By the way...she has yet to show me that she will ever make use of all the old purse's and shoe's she has.


----------



## Dovans (Nov 15, 2011)

Drm50 said:


> Got the 32/20 around 35yrs. ago, off a retired Sheriff. He got into the nasty addiction of bass fishing and had to
> sell me the gun to support his habit. It is in very good shape, it's a rifle with Octagon barrel and cresant butt.
> As to price I don't know offhand, old Marlin lever actions are easier to come by than Winchesters. I am trying
> to talk old guy out of indentical rifle in 38/40, It's going to set me back $500.


I think 500 might be a deal of a price for you brother.


----------



## Drm50 (Dec 26, 2014)

Dovans, I use to be a regular at Garners Auction in Carolton. I did killer there both buying and selling. Then 
came the Internet. I couldn't complain about the prices he was getting for my stuff, but it got to point I couldn't
by anything reasonable. I wasn't buying to resell, I was buying guns that were popular in this area for trade
stock. Most of the good old guns I got back then were from trades. Then if I didn't want the old gun I would
run it through the auction, buy more trading stock and continue rolling the snow ball. Now it's hard to come
up with good trading stock, at a price that is practical, so I am reduced to paying cash. There are a lot of
old guns in these hills, you just have to be at right place at right time. I only buy when it is good deal.


----------



## Dovans (Nov 15, 2011)

Have a 25-20 and about 300 rnds of ammo.Not wanting to shoot it cause the ammo so hard to find. If I remember right, it is a 1903 vintage..


----------



## Drm50 (Dec 26, 2014)

I have a lot of brass and it lasts many loadings. Have old Ideal mould for 65 gr FN bullet. This lets me shoot a
lot of 25/20. For some reason these old guns like cast bullets better than jacketed. The Winchester of mine in
the pics, I used one day on WVa deer hunt. At the time It belonged to relative of mine. I shot a deer with it and
pestered him until he traded it to me. I was 15 yrs old and didn't know any better, I traded a 94 32special for it.
25/20 is not a ideal deer gun. I could kick myself in the butt, a couple years back I got a original Marlin 38/55
That had a presentation plate in the stock.
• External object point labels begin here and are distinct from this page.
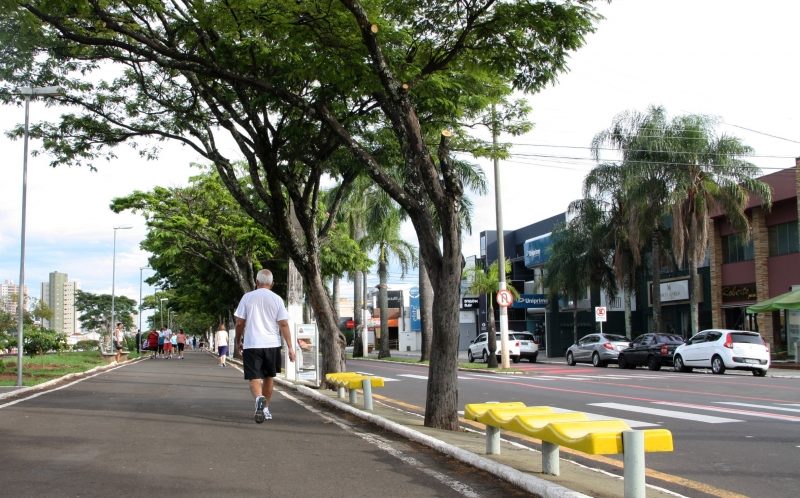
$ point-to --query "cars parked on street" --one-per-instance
(599, 349)
(651, 349)
(528, 345)
(723, 349)
(479, 348)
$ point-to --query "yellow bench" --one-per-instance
(572, 430)
(351, 381)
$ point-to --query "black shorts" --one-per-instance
(261, 363)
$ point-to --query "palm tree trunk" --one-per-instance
(383, 303)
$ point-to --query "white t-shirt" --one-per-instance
(261, 309)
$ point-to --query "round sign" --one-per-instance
(504, 298)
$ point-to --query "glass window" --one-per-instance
(783, 239)
(735, 248)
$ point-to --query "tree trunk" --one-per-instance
(383, 302)
(656, 285)
(441, 405)
(425, 309)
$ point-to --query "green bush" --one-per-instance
(87, 345)
(40, 341)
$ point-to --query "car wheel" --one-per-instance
(679, 366)
(596, 361)
(717, 365)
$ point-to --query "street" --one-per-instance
(185, 428)
(734, 435)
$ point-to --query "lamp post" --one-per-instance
(113, 281)
(140, 305)
(161, 305)
(28, 93)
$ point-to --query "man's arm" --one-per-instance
(237, 344)
(283, 325)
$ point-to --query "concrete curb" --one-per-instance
(525, 481)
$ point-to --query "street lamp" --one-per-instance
(161, 305)
(28, 93)
(140, 305)
(113, 282)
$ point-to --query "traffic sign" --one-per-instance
(600, 313)
(504, 298)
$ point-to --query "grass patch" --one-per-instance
(46, 367)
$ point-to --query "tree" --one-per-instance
(293, 84)
(487, 282)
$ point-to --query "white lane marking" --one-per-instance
(597, 416)
(764, 407)
(666, 413)
(733, 411)
(387, 446)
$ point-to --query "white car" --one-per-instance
(722, 349)
(479, 348)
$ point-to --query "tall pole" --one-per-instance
(113, 281)
(47, 91)
(501, 254)
(21, 288)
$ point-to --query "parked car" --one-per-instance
(528, 345)
(599, 349)
(653, 350)
(722, 349)
(479, 348)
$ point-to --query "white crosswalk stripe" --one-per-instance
(696, 417)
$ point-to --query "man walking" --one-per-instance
(262, 318)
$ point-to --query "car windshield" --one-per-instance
(522, 337)
(746, 338)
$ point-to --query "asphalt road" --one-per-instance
(735, 435)
(185, 428)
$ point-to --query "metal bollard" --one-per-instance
(633, 464)
(492, 440)
(366, 384)
(550, 458)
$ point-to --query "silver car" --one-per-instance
(599, 349)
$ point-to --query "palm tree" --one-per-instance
(385, 220)
(487, 282)
(709, 175)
It was retirement presentation to a conductor on railroad. The gun
was mint. A guy from down McConnelsville who collects railroad stuff herd about it and made me a deal I 
couldn't refuse and I let it go. I guess you can't keep em all.


----------



## Dovans (Nov 15, 2011)

There's a shop up north (paulsmarine) that has a handful of 94 32ws. All in pretty good shape. thinking 6-700 range. Could be wrong on that though.. He has a particular gun I am interested in and if I go back I'll double check the prices if you want.


----------



## Drm50 (Dec 26, 2014)

Thanks Dovans, I have nice 94, 32ws cira 1954, I would still be interested in early 1900 gun in
nice condition.


----------